I don't pretend to have all the answers, but what I've decided works for me personally is supporting a handful of hyper-focused charities that run very lean in terms of western staff and employ local skilled labour.
One example is the Canadian charity One4Another which performs surgeries to reverse some common birth defects in kids and babies in Uganda. They're not trying to feed the world, they're not interfering with the local economy; in fact they're employing doctors and nurses to perform a one-time intervention that changes the life of thousands of kids a year in the catchment area of their facility.
Obviously there are things that a group like this can't do but a massive NGO can, and that's great too, but for what I have to give, I feel very good about the impact per dollar of this.

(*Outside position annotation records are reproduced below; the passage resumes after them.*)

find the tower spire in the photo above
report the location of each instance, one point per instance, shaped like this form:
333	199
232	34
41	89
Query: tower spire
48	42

OP is talking about corrupt officials, not charity workers, so how does "running lean" evade or obviate corruption?
Edit: my point is just that bribery and blackmail aren't the same as Global Northerners treating charities as synecures.
Yes, fair, maybe it doesn't. But I think several factors do work in favour of the smaller organization in terms of it being a smaller target, having the operation based more on local relationships and trust networks, and being accountable for an overall smaller budget— it's harder to ignore 10k in bribes of if it's only half a million or so per year coming in from the west.
Anyway as I say it's not everything but I thought it seemed relevant to the GP post talking about NGOs and charity efficiency.